イシュタルより逃げてきた者たち(天界勢)が集まりそんな3人を見上げるが、追いつき空を見上げる天照は戦闘を行っている者を見るやその目を爛々と輝かせ。


「あ、あの人たち縛ってください! イシュタルさんに突き出しますよ!!」

「え? 人柱にできるんですかあそこ」

「え、えぇ! おそらく私よりも事情を知ってますよ!!」


だから、私を追及するのは止めてください!

歓喜に打ち震えた声響かす天照はそう告げると虚空から扇子を取り出して、戦闘起こる空間だけの次元をずらす。


「何!?」

「隙だらけだな」


驚愕に満ちた表情浮かべ叫ぶマモンだが、直後に響く声にその表情を絶望と恐怖へと染め目を瞑ると同時に首は落ち。

鈍い落下音がすると同時に肉を穿つ音響き、レヴィアタンの心臓も貫かれ。


「永遠に黙ってなさい」

剣を抜くと同時に冷凛な声でそう言い放つ残った者は、振り向き呆然と佇む天照以下一同に尊大な口調で吐き捨てた。


「生け捕りなんて、無理な相談ね」

「……じゃあ、イシュタルさんを何とかしてくださいよぉ……」


そんな声に涙を流す天照は崩れ落ちるようにして蹲り、絶望にうちひしがれたような声を響かすも。

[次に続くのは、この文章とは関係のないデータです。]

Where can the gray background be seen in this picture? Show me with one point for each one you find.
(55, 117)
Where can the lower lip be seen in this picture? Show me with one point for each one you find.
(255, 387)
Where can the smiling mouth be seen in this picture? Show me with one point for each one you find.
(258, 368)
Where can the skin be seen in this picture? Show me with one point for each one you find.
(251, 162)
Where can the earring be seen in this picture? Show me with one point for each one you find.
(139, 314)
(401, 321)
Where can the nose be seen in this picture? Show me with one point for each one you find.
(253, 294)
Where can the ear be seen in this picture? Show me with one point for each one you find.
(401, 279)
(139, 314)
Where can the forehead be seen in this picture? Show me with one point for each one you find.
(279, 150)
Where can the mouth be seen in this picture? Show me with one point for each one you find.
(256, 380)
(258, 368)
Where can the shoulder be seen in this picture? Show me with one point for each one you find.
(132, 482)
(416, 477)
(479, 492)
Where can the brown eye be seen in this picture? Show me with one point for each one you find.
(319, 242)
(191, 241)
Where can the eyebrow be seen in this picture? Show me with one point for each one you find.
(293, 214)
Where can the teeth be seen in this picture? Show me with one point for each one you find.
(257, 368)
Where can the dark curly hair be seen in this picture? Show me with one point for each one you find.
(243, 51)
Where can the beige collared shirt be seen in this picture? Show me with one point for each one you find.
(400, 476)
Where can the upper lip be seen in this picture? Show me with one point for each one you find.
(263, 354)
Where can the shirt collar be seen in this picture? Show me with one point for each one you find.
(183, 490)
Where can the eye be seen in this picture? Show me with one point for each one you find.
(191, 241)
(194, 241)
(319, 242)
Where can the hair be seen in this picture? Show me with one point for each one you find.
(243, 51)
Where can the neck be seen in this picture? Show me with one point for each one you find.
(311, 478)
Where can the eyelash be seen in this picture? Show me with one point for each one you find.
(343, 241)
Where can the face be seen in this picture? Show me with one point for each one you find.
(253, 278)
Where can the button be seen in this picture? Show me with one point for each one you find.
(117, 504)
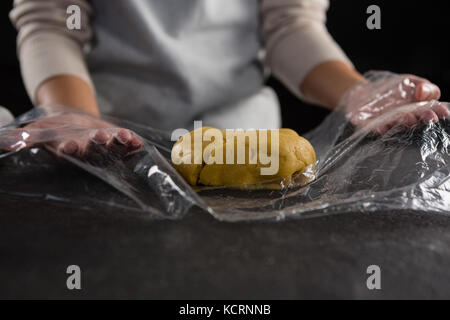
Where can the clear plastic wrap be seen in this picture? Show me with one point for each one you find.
(358, 169)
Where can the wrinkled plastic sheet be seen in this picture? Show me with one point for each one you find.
(357, 171)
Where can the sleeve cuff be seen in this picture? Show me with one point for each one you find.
(46, 55)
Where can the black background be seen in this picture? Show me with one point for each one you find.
(413, 39)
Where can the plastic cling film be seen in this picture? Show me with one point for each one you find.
(5, 117)
(359, 168)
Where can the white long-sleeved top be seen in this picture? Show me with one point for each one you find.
(168, 62)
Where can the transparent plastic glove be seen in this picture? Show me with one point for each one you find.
(68, 131)
(375, 103)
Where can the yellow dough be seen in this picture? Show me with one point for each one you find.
(295, 155)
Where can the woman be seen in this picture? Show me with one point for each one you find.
(166, 63)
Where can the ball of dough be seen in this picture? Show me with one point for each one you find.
(200, 166)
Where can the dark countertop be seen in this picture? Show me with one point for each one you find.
(125, 256)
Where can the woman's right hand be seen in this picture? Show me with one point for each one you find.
(69, 132)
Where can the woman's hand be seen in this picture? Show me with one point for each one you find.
(376, 103)
(70, 132)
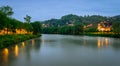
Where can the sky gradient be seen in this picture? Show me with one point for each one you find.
(41, 10)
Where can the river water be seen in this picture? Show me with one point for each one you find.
(63, 50)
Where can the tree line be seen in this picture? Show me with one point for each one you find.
(6, 21)
(74, 24)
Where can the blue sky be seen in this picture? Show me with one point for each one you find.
(41, 10)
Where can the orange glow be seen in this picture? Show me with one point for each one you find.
(5, 53)
(16, 50)
(99, 42)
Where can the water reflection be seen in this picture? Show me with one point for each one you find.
(23, 44)
(5, 55)
(16, 50)
(33, 42)
(103, 42)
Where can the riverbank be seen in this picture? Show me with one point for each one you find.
(102, 34)
(8, 40)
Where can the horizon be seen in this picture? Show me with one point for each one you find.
(41, 10)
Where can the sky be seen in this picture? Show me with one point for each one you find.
(41, 10)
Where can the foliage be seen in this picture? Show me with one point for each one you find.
(36, 27)
(27, 19)
(7, 10)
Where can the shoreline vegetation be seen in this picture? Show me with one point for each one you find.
(13, 31)
(8, 40)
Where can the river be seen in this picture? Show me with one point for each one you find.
(63, 50)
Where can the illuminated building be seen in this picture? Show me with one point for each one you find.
(104, 26)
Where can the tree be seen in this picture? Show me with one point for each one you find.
(27, 19)
(7, 10)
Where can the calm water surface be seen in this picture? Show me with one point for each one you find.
(63, 50)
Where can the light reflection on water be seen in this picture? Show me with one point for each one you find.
(63, 50)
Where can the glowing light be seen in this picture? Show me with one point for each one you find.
(16, 50)
(5, 53)
(33, 42)
(23, 44)
(99, 43)
(106, 41)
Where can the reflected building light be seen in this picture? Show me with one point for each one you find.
(33, 42)
(84, 42)
(102, 42)
(23, 44)
(106, 41)
(99, 43)
(42, 40)
(16, 50)
(5, 57)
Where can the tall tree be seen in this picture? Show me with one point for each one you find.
(7, 10)
(27, 19)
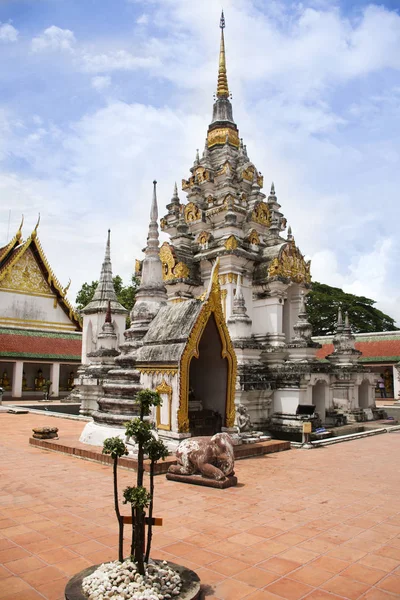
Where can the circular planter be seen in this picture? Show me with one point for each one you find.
(190, 589)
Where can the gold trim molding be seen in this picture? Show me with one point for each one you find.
(218, 136)
(211, 306)
(166, 389)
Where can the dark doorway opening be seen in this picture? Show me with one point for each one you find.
(208, 381)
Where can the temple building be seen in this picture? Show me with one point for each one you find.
(104, 321)
(220, 315)
(380, 351)
(40, 333)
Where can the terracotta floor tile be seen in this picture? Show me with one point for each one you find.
(364, 574)
(321, 595)
(209, 577)
(343, 586)
(257, 577)
(228, 566)
(347, 553)
(51, 557)
(22, 565)
(5, 543)
(25, 595)
(54, 590)
(311, 575)
(288, 588)
(106, 555)
(390, 584)
(41, 576)
(379, 562)
(13, 553)
(265, 531)
(278, 565)
(13, 585)
(376, 594)
(389, 552)
(298, 555)
(231, 589)
(261, 595)
(73, 566)
(88, 547)
(245, 539)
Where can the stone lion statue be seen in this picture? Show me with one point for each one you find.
(211, 457)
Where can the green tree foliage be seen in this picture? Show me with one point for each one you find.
(125, 293)
(324, 301)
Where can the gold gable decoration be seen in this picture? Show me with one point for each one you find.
(254, 238)
(248, 174)
(261, 214)
(192, 213)
(219, 136)
(291, 265)
(26, 276)
(171, 268)
(231, 243)
(212, 306)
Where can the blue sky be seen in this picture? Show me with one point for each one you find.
(98, 98)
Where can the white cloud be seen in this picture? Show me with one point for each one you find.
(8, 33)
(143, 19)
(117, 60)
(101, 82)
(315, 99)
(54, 38)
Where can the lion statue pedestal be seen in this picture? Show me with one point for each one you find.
(207, 461)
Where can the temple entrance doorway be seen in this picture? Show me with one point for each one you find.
(208, 384)
(363, 394)
(319, 392)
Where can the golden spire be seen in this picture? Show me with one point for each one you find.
(222, 87)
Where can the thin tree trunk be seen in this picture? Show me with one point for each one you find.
(139, 539)
(117, 512)
(150, 525)
(133, 532)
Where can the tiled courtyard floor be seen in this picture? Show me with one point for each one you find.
(321, 524)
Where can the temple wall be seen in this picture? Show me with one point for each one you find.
(23, 310)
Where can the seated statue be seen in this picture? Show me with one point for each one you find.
(243, 421)
(5, 382)
(39, 381)
(70, 383)
(212, 457)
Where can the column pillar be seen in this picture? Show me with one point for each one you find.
(55, 379)
(396, 382)
(17, 379)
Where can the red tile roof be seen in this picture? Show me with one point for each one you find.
(19, 343)
(377, 350)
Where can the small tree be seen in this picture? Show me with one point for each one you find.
(138, 497)
(116, 448)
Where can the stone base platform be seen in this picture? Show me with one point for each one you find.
(230, 481)
(72, 446)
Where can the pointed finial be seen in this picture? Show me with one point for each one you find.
(19, 232)
(339, 324)
(222, 87)
(65, 290)
(239, 293)
(154, 207)
(107, 255)
(108, 313)
(34, 232)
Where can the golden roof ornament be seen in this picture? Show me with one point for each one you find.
(222, 87)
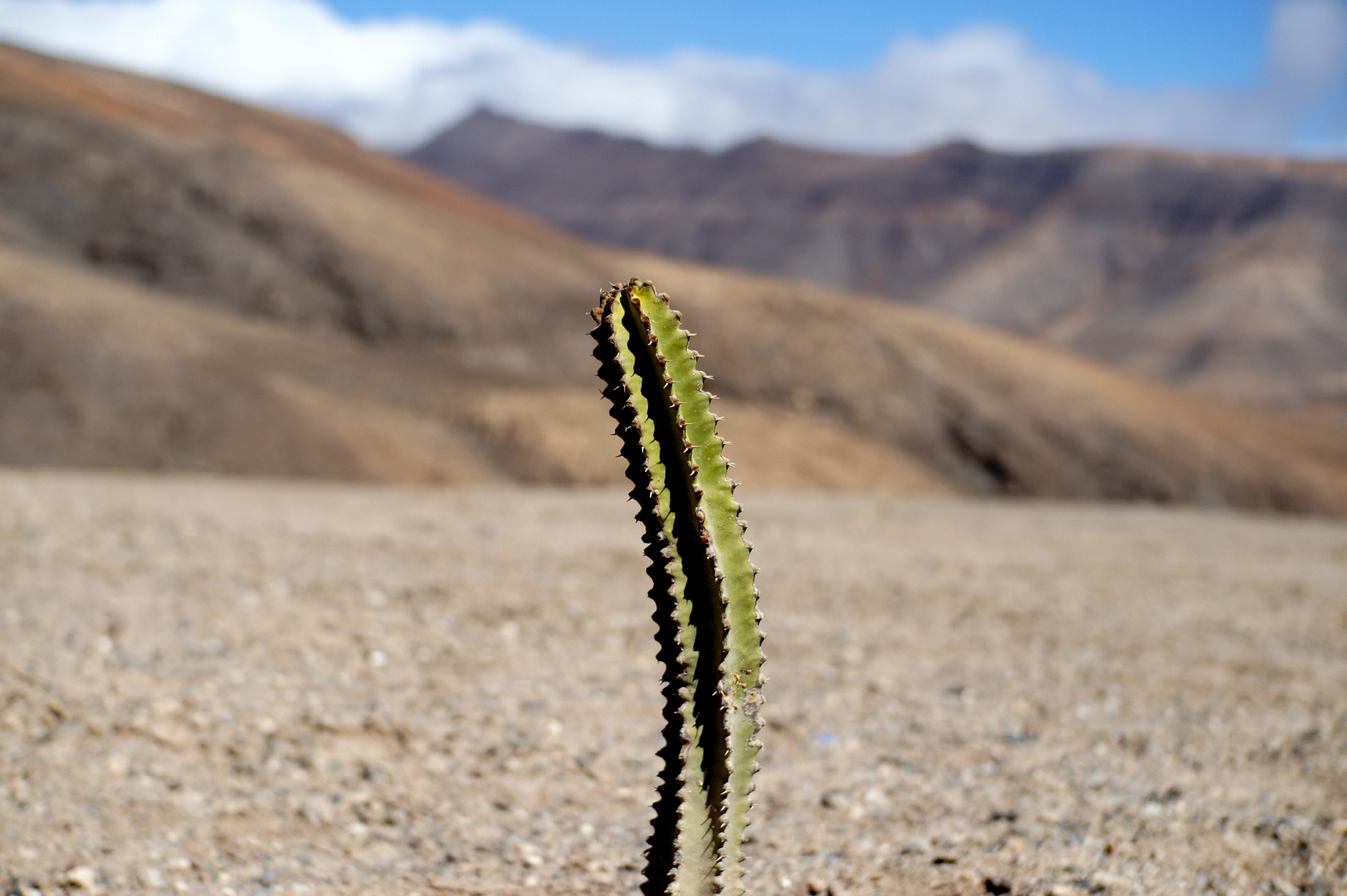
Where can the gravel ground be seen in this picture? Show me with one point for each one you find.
(240, 688)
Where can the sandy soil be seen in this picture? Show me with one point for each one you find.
(240, 688)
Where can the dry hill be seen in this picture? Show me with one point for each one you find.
(1223, 274)
(189, 283)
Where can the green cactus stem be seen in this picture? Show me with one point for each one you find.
(702, 585)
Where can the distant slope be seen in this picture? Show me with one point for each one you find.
(1223, 274)
(189, 283)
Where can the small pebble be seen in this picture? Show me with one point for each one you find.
(82, 878)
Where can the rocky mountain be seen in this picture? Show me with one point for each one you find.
(193, 285)
(1223, 274)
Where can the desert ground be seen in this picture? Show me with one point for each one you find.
(240, 686)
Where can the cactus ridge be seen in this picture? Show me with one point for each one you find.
(702, 587)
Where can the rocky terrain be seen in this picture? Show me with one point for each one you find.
(193, 285)
(237, 688)
(1223, 274)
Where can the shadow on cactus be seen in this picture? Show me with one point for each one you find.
(702, 587)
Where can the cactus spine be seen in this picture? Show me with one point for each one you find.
(702, 587)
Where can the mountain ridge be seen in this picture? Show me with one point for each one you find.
(1218, 272)
(255, 294)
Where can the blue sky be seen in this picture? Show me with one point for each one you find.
(1245, 75)
(1136, 43)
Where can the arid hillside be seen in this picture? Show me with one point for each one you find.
(188, 283)
(1223, 274)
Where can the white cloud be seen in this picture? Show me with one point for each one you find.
(393, 84)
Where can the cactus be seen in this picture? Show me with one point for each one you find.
(702, 585)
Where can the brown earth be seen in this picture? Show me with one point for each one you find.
(1225, 274)
(193, 285)
(237, 688)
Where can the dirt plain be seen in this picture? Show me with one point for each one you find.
(239, 688)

対する者は腕を組み鼻を鳴らすと、一切気にした様子すら見せることなく言い放つ。


「できると思うなら、今すぐ治る見込みのない精神障害を理由に自殺しなさい!」

「鬼! 悪魔!! 色欲魔!!!」

「えぇ、私は悪魔ですが何か?」


そんな声に壊れた表情浮かべて叫び散らす天照だが、返る小気味良さげに嗤う様に周りの天界勢たちは距離を取り。


「ひ、酷すぎやせぇへんか……?」

「「この人怖い……」」

「何かラファエルと似ているような気がするが……」

「あー! 酷いですよ? 確かに親近感はありますけど、私あそこまで性格悪くないですからね!?」

「さぁ、どうだか」

「スラオシャ、お前も似たようなものだからな?」


無表情でそう呟くも、いつの間にか消失していたルシファーとゼブルのことは、話題にすら上がらなかったという。